Não podemos negar que a mencionada lei não impediria as dúvidas no que diz respeito ao atentado violento ao pudor, mas, por consequente, garantiu em nossa sociedade a dignidade sexual.

A Lei nº 12.015, de 07 de agosto de 2009, além de revogar o artigo 214 doCP que previa figura típica do atentado violento ao pudor, mas não incorporou a conduta então prevista no artigo 213 do Estatuto penal, sob o nomen iuris estupro. A partir dessa nova definição, o delito de estupro é constituído não apenas pelo constrangimento, mediante violência ou grave ameaça, à prática de conjunção carnal, mas também pelo ato de constranger a vítima a praticar ou permitir que com ela se pratique atos libidinosos diversos da conjunção carnal, o que, antes da Lei 12.015/09, constituía elementar normativa do delito de atentado violento ao pudor Trouxe algumas modificações, relativas, em parte, ao Código Penal e à Lei de Crimes Hediondos. Antes dessa alteração, o Título VI do Código Penalse denominava “Dos crimes contra os costumes”. Depois, com a entrada em vigor da lei, passou a se chamar “Dos crimes contra a dignidade sexual”. Resumidamente, com a nova lei, procedeu-se à alteração do tipo penal do estupro, que, agora, congrega, em um mesmo dispositivo, as ações anteriormente capituladas como atentado violento ao pudor, bem como à revogação da presunção de violência. Igualmente, foram confeccionados outros tipos penais autônomos e ainda modificada a natureza da ação penal.

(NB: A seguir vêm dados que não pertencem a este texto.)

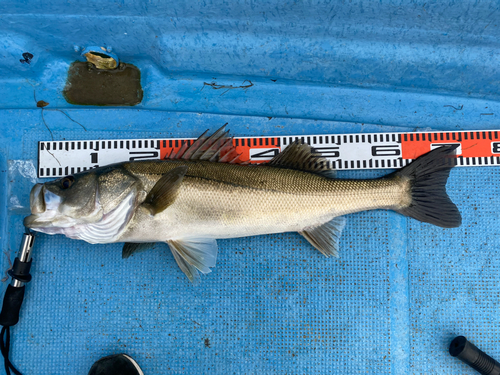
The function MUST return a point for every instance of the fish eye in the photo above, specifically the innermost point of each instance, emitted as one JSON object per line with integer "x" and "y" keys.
{"x": 66, "y": 182}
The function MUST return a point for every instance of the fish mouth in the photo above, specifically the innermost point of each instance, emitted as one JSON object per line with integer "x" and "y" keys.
{"x": 40, "y": 214}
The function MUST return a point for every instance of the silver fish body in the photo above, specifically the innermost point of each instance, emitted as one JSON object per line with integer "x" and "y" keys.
{"x": 190, "y": 202}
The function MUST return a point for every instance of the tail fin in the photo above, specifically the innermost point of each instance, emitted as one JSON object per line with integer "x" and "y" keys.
{"x": 428, "y": 175}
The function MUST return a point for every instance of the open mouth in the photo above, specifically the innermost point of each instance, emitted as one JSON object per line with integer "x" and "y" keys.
{"x": 43, "y": 206}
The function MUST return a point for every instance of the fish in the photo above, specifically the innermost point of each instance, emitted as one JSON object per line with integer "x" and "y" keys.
{"x": 205, "y": 192}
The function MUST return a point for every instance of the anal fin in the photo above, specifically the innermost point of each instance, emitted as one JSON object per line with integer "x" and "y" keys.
{"x": 326, "y": 237}
{"x": 130, "y": 248}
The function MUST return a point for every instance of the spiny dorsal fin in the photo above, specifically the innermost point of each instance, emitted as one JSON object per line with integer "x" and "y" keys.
{"x": 326, "y": 237}
{"x": 216, "y": 148}
{"x": 165, "y": 191}
{"x": 300, "y": 156}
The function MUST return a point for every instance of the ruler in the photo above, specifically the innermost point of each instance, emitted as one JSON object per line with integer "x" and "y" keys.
{"x": 343, "y": 151}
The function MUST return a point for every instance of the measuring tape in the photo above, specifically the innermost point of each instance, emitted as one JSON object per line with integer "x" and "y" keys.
{"x": 343, "y": 151}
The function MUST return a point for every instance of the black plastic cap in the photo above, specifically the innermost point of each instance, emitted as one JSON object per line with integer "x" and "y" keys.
{"x": 468, "y": 353}
{"x": 117, "y": 364}
{"x": 12, "y": 301}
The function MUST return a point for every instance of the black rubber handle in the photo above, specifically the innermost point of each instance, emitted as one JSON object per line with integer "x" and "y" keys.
{"x": 12, "y": 302}
{"x": 468, "y": 353}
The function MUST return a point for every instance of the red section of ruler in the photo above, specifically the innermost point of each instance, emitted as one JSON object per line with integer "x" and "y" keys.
{"x": 472, "y": 144}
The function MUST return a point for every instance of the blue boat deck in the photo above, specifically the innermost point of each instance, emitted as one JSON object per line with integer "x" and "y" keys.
{"x": 400, "y": 290}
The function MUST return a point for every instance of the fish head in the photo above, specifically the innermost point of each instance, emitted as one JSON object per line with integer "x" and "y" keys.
{"x": 68, "y": 204}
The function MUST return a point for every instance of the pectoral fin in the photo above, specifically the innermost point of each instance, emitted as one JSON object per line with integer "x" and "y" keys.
{"x": 165, "y": 191}
{"x": 190, "y": 271}
{"x": 326, "y": 237}
{"x": 130, "y": 248}
{"x": 198, "y": 253}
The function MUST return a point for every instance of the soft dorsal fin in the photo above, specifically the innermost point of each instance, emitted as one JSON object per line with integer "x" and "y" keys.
{"x": 326, "y": 237}
{"x": 301, "y": 156}
{"x": 165, "y": 191}
{"x": 217, "y": 148}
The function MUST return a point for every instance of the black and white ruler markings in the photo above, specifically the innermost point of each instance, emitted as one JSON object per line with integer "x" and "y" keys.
{"x": 344, "y": 151}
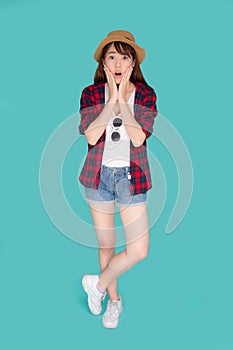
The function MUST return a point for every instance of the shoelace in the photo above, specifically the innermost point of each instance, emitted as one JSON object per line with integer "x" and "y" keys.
{"x": 113, "y": 308}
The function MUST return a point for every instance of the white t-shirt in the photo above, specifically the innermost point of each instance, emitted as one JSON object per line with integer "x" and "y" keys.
{"x": 117, "y": 153}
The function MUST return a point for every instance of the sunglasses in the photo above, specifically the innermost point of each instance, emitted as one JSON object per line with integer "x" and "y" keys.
{"x": 116, "y": 124}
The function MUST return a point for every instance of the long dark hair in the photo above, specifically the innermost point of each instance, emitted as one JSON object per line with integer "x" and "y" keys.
{"x": 123, "y": 49}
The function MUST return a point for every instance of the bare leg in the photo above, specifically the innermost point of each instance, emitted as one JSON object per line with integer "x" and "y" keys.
{"x": 135, "y": 221}
{"x": 103, "y": 218}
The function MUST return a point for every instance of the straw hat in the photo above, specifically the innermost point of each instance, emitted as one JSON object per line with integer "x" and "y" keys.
{"x": 123, "y": 36}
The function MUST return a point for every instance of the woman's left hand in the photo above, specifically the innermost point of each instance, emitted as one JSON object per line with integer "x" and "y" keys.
{"x": 124, "y": 84}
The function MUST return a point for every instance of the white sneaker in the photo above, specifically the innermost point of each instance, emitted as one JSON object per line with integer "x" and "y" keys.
{"x": 95, "y": 297}
{"x": 110, "y": 318}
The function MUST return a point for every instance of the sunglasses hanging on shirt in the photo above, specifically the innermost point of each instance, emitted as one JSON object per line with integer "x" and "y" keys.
{"x": 115, "y": 135}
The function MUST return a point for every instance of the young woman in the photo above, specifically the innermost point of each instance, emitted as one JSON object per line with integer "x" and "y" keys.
{"x": 117, "y": 116}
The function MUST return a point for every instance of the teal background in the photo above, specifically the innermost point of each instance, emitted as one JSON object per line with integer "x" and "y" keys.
{"x": 180, "y": 297}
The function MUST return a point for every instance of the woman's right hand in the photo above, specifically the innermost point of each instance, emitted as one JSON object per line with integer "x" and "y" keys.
{"x": 113, "y": 92}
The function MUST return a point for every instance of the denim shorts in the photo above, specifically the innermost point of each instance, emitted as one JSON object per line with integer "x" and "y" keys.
{"x": 114, "y": 185}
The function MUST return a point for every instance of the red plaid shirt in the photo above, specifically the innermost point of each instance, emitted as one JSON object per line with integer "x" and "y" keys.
{"x": 91, "y": 104}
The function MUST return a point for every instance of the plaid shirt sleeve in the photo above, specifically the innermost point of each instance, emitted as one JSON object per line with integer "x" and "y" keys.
{"x": 146, "y": 112}
{"x": 87, "y": 109}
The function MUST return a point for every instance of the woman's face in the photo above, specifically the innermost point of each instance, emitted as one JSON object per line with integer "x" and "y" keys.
{"x": 117, "y": 63}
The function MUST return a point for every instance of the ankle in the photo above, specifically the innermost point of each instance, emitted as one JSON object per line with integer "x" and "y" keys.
{"x": 100, "y": 289}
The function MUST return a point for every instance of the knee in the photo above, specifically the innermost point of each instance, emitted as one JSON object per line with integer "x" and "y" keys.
{"x": 109, "y": 251}
{"x": 138, "y": 255}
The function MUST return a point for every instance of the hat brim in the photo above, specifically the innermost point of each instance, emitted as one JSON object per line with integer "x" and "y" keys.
{"x": 141, "y": 53}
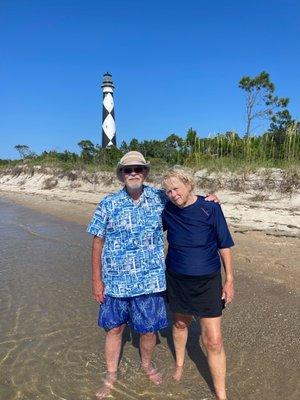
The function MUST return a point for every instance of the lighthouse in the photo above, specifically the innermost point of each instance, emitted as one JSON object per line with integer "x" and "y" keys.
{"x": 108, "y": 112}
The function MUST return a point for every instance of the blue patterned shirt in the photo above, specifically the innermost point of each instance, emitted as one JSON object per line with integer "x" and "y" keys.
{"x": 133, "y": 254}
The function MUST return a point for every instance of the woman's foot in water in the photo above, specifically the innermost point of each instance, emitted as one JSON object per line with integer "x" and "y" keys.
{"x": 178, "y": 372}
{"x": 152, "y": 374}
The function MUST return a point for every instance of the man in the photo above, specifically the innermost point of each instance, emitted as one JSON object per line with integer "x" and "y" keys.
{"x": 128, "y": 269}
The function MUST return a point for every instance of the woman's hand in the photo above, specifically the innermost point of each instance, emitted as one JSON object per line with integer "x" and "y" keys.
{"x": 228, "y": 292}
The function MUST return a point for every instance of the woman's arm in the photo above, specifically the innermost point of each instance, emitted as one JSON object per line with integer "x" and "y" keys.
{"x": 228, "y": 288}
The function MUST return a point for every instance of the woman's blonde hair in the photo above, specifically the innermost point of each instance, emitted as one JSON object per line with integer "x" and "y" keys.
{"x": 181, "y": 173}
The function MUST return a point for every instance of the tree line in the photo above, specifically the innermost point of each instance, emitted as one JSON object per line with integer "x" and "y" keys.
{"x": 280, "y": 142}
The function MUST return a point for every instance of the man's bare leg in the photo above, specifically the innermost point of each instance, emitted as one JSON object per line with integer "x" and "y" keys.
{"x": 147, "y": 344}
{"x": 213, "y": 343}
{"x": 180, "y": 335}
{"x": 113, "y": 342}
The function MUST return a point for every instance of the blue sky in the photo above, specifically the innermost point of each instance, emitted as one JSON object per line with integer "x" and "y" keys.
{"x": 175, "y": 65}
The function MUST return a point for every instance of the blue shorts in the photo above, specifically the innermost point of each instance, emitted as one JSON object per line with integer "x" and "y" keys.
{"x": 145, "y": 313}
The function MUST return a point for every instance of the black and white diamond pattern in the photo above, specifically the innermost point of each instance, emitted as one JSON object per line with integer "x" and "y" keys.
{"x": 108, "y": 118}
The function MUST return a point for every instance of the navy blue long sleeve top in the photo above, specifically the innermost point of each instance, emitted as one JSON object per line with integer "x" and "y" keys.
{"x": 195, "y": 234}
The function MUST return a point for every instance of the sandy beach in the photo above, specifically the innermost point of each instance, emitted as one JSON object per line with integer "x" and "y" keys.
{"x": 260, "y": 327}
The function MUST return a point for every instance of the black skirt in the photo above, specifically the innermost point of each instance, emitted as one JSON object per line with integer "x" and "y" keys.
{"x": 195, "y": 295}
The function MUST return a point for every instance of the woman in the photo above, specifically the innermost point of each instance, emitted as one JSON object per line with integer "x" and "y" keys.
{"x": 198, "y": 237}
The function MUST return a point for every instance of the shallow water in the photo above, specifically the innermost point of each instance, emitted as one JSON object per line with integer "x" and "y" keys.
{"x": 51, "y": 347}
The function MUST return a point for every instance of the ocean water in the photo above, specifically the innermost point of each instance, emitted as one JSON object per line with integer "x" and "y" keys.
{"x": 52, "y": 348}
{"x": 50, "y": 344}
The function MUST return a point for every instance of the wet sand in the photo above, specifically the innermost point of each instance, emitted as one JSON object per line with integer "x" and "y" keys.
{"x": 51, "y": 348}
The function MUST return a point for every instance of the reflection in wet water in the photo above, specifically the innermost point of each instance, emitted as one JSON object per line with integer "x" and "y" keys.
{"x": 51, "y": 347}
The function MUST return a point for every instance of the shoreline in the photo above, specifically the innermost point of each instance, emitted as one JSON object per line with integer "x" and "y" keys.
{"x": 261, "y": 253}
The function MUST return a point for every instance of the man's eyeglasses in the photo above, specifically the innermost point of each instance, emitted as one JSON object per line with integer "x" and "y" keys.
{"x": 138, "y": 169}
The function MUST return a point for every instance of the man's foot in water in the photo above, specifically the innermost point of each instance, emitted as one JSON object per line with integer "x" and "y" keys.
{"x": 108, "y": 385}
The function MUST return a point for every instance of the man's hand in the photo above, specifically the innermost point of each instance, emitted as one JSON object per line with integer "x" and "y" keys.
{"x": 212, "y": 197}
{"x": 228, "y": 292}
{"x": 98, "y": 290}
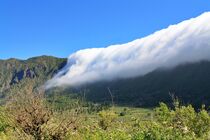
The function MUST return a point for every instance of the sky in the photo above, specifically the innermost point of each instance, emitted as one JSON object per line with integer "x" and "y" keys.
{"x": 61, "y": 27}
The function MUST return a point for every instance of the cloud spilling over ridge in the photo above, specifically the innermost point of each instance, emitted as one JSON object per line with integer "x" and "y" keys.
{"x": 188, "y": 41}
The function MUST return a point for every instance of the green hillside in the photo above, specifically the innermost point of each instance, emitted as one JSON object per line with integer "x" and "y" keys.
{"x": 15, "y": 73}
{"x": 189, "y": 82}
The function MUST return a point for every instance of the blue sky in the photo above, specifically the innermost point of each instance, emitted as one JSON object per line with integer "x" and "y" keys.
{"x": 60, "y": 27}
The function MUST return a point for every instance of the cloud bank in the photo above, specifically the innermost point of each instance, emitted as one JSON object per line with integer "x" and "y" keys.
{"x": 188, "y": 41}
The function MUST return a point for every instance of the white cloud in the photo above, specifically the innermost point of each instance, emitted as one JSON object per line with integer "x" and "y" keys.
{"x": 188, "y": 41}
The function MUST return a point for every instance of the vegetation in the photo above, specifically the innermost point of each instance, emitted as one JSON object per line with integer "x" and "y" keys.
{"x": 32, "y": 115}
{"x": 189, "y": 82}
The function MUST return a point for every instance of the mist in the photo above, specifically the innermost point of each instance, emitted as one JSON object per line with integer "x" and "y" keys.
{"x": 188, "y": 41}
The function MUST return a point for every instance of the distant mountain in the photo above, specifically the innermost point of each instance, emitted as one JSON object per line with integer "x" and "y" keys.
{"x": 16, "y": 73}
{"x": 189, "y": 82}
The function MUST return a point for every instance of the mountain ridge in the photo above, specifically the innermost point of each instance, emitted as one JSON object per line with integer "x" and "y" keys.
{"x": 189, "y": 82}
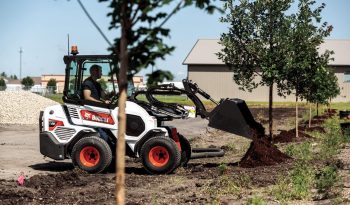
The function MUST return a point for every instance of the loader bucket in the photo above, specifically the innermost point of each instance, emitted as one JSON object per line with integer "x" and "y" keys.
{"x": 234, "y": 116}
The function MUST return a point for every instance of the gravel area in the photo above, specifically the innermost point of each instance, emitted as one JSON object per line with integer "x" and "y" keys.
{"x": 22, "y": 107}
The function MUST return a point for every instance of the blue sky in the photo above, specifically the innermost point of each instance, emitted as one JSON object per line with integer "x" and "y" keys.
{"x": 41, "y": 28}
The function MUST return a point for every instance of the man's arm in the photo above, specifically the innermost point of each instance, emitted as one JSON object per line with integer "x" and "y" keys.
{"x": 87, "y": 96}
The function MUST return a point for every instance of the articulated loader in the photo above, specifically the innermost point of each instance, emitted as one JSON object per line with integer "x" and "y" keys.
{"x": 77, "y": 128}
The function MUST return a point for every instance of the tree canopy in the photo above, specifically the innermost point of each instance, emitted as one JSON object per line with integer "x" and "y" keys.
{"x": 145, "y": 29}
{"x": 158, "y": 76}
{"x": 2, "y": 84}
{"x": 256, "y": 44}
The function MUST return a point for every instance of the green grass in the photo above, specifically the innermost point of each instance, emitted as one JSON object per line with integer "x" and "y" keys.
{"x": 300, "y": 151}
{"x": 256, "y": 200}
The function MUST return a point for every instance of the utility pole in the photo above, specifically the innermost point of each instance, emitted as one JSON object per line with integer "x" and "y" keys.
{"x": 20, "y": 63}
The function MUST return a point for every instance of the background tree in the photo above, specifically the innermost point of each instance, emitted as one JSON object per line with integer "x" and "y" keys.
{"x": 158, "y": 76}
{"x": 3, "y": 74}
{"x": 305, "y": 37}
{"x": 256, "y": 44}
{"x": 139, "y": 45}
{"x": 52, "y": 85}
{"x": 2, "y": 84}
{"x": 27, "y": 82}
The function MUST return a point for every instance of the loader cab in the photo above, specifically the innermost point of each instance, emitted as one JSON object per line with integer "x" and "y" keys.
{"x": 78, "y": 70}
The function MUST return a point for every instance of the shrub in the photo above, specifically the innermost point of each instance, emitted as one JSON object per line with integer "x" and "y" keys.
{"x": 302, "y": 179}
{"x": 326, "y": 178}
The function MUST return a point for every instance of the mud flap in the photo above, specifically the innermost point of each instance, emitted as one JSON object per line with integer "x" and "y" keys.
{"x": 234, "y": 116}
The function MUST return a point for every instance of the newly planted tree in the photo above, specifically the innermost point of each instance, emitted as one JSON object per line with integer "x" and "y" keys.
{"x": 27, "y": 83}
{"x": 303, "y": 55}
{"x": 256, "y": 44}
{"x": 158, "y": 76}
{"x": 2, "y": 84}
{"x": 52, "y": 85}
{"x": 322, "y": 86}
{"x": 141, "y": 23}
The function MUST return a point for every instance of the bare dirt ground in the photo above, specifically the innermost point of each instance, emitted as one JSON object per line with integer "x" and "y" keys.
{"x": 201, "y": 182}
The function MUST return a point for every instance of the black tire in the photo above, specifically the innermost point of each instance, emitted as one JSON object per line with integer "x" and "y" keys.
{"x": 186, "y": 150}
{"x": 91, "y": 154}
{"x": 167, "y": 153}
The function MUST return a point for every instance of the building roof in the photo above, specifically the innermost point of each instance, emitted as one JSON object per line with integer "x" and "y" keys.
{"x": 204, "y": 52}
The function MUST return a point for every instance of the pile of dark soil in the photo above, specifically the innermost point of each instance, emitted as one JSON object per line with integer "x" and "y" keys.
{"x": 262, "y": 153}
{"x": 313, "y": 129}
{"x": 289, "y": 136}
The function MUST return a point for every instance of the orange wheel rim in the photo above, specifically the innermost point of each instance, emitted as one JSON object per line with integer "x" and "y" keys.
{"x": 89, "y": 156}
{"x": 158, "y": 156}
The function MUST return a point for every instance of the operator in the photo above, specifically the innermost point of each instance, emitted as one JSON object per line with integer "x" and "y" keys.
{"x": 92, "y": 89}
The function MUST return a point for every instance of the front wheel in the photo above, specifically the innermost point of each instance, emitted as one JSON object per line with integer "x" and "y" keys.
{"x": 91, "y": 154}
{"x": 185, "y": 150}
{"x": 160, "y": 155}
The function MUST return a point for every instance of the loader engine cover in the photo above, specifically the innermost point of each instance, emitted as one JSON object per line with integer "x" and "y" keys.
{"x": 233, "y": 116}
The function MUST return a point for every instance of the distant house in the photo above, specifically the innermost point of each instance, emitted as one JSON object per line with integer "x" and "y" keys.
{"x": 213, "y": 76}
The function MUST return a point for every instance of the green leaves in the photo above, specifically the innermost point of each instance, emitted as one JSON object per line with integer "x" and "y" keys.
{"x": 27, "y": 82}
{"x": 158, "y": 76}
{"x": 256, "y": 42}
{"x": 145, "y": 28}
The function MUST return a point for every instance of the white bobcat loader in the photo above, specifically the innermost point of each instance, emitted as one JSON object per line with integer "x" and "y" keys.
{"x": 86, "y": 131}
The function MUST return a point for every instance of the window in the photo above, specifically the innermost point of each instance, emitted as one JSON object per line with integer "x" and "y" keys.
{"x": 347, "y": 77}
{"x": 73, "y": 67}
{"x": 105, "y": 80}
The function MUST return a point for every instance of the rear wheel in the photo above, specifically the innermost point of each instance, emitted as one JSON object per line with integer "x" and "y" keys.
{"x": 160, "y": 155}
{"x": 91, "y": 154}
{"x": 185, "y": 150}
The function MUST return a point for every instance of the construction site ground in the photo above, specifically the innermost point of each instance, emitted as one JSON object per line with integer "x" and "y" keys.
{"x": 201, "y": 182}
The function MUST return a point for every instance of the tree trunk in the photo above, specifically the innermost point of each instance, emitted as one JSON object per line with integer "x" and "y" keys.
{"x": 270, "y": 112}
{"x": 122, "y": 82}
{"x": 310, "y": 115}
{"x": 296, "y": 116}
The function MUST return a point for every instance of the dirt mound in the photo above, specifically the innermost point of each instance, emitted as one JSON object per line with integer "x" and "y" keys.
{"x": 289, "y": 136}
{"x": 313, "y": 129}
{"x": 262, "y": 153}
{"x": 56, "y": 180}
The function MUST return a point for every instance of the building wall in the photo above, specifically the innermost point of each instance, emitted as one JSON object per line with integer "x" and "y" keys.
{"x": 218, "y": 82}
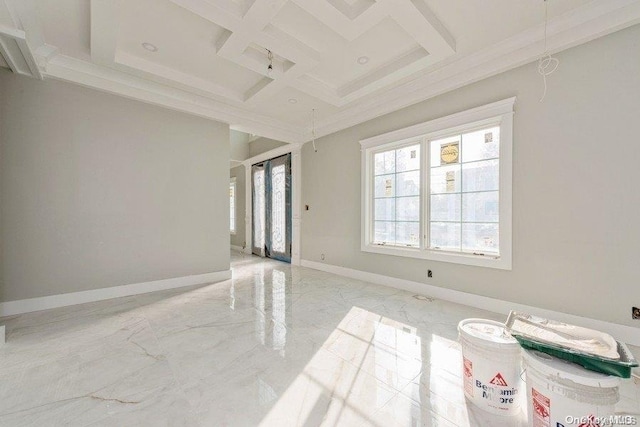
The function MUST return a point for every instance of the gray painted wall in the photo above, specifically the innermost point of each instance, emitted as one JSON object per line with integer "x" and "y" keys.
{"x": 262, "y": 145}
{"x": 238, "y": 172}
{"x": 575, "y": 207}
{"x": 239, "y": 145}
{"x": 97, "y": 190}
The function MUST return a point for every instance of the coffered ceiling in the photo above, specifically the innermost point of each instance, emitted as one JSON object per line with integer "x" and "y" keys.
{"x": 349, "y": 60}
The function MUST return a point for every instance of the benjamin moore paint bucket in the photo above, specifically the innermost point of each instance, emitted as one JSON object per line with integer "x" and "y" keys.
{"x": 491, "y": 366}
{"x": 561, "y": 392}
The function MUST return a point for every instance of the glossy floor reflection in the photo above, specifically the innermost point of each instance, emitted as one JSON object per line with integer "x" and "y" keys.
{"x": 275, "y": 346}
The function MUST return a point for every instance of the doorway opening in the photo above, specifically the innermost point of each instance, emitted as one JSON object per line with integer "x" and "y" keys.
{"x": 271, "y": 208}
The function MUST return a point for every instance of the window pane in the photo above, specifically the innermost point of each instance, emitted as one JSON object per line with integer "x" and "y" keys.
{"x": 408, "y": 209}
{"x": 408, "y": 158}
{"x": 408, "y": 233}
{"x": 445, "y": 179}
{"x": 385, "y": 162}
{"x": 445, "y": 207}
{"x": 481, "y": 238}
{"x": 445, "y": 235}
{"x": 384, "y": 232}
{"x": 408, "y": 183}
{"x": 385, "y": 186}
{"x": 480, "y": 207}
{"x": 385, "y": 209}
{"x": 480, "y": 176}
{"x": 443, "y": 151}
{"x": 483, "y": 144}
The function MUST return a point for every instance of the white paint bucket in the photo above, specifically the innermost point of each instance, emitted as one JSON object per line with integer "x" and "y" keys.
{"x": 563, "y": 394}
{"x": 490, "y": 366}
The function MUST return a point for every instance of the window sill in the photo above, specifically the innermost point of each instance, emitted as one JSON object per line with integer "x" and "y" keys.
{"x": 502, "y": 263}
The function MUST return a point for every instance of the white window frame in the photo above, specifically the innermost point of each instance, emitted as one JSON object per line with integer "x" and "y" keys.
{"x": 232, "y": 183}
{"x": 497, "y": 113}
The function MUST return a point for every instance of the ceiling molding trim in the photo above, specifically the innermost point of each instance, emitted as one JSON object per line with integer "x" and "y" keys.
{"x": 577, "y": 27}
{"x": 113, "y": 81}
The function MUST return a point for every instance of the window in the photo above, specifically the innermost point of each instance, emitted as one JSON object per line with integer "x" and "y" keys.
{"x": 232, "y": 205}
{"x": 441, "y": 190}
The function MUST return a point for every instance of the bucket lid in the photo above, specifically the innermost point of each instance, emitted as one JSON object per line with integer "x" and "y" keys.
{"x": 486, "y": 332}
{"x": 563, "y": 369}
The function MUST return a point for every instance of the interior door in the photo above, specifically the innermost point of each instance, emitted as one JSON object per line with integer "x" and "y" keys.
{"x": 258, "y": 208}
{"x": 278, "y": 218}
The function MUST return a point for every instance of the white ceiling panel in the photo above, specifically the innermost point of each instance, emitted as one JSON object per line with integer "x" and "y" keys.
{"x": 212, "y": 55}
{"x": 380, "y": 45}
{"x": 185, "y": 42}
{"x": 67, "y": 26}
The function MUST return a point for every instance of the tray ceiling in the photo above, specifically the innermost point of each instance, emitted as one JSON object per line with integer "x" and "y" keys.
{"x": 350, "y": 60}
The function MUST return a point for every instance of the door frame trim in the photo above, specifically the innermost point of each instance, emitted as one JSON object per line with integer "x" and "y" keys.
{"x": 296, "y": 199}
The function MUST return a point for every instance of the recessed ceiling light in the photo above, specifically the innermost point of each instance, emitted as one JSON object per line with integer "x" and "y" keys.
{"x": 150, "y": 47}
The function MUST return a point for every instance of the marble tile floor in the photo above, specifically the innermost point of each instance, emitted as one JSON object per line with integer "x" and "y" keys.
{"x": 275, "y": 346}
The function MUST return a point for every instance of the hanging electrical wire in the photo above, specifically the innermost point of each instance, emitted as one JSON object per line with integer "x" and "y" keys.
{"x": 546, "y": 64}
{"x": 313, "y": 129}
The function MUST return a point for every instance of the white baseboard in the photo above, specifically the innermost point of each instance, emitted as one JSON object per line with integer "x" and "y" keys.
{"x": 627, "y": 334}
{"x": 11, "y": 308}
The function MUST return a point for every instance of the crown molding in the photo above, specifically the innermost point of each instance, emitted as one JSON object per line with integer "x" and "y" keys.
{"x": 579, "y": 26}
{"x": 596, "y": 19}
{"x": 117, "y": 82}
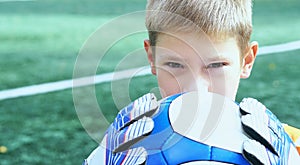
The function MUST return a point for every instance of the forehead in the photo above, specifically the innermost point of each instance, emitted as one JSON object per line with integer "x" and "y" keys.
{"x": 191, "y": 46}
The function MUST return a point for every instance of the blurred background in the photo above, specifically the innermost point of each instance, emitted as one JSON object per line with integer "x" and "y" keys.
{"x": 40, "y": 41}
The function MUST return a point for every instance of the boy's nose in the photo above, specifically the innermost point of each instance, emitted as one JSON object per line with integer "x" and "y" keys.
{"x": 198, "y": 84}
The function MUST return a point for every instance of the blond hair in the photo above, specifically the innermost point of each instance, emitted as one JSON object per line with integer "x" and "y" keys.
{"x": 218, "y": 19}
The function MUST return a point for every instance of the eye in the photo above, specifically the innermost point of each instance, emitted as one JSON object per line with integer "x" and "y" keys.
{"x": 216, "y": 65}
{"x": 174, "y": 65}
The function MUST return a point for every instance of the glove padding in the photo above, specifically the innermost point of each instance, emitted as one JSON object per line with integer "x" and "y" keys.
{"x": 130, "y": 126}
{"x": 270, "y": 145}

Antes, a lei penal não interferia nas relações sexuais normais dos indivíduos, mas reprimia as condutas anormais consideradas graves que afetassem a moral média da sociedade. O foco da proteção jurídica foi mudado. Não se tem em vista a moral média da sociedade, o resguardo dos bons costumes, isto é, o interesse de terceiros, como bem jurídico mais relevante a ser protegido, mas a tutela da dignidade do indivíduo, sob o ponto de vista sexual, em consonância com o perfil do Estado Democrático de Direito. O objeto jurídico recebeu uma nova concepção com a evolução da sociedade. (CAPEZ, 2010)

Houve, realmente, uma harmonia entre o Título VI do Código Penal com a CF/88. Na verdade, a proteção à dignidade sexual decorre do Princípio da Dignidade da Pessoa Humana, previsto na própria Constituição, considerado como um postulado ativo e garantidor de direitos e deveres do ser humano, desde sua liberdade sexual, sua integridade física, sua vida, moral, honra, etc. A Lei 12.015/09 criou três modalidades de qualificadoras para o crime de estupro. As duas primeiras, previstas no § 1º do artigo 213, dispõem sobre a ocorrência de resultado lesão de natureza grave ou se a vítima é menor de 18 anos e maior de 14 anos. Já a terceira, disposta no § 2º do referido artigo, prevê a ocorrência do resultado morte.

A Lei n. 12.015/2009 decorre da triste constatação de que há grande prostituição no país envolvendo crianças e adolescentes, a qual altera o Título VI da Parte Especial do Código Penal, visando a empreender o rigor aos crimes relativos à exploração sexual. Em 2.003 foi instaurada Comissão Parlamentar Mista de Inquérito (CPMI), mediante requerimento da Deputada Federal Maria do Rosário (PT-RS), a qual foi designada relatora da CPMI, que teve como Presidente a Senadora Patrícia Saboya Gomes (PPS-CE), cujas atividades perduraram por um ano e, após a visita feita a 21 estados, foi elaborado relatório final, apresentado ao Congresso Nacional.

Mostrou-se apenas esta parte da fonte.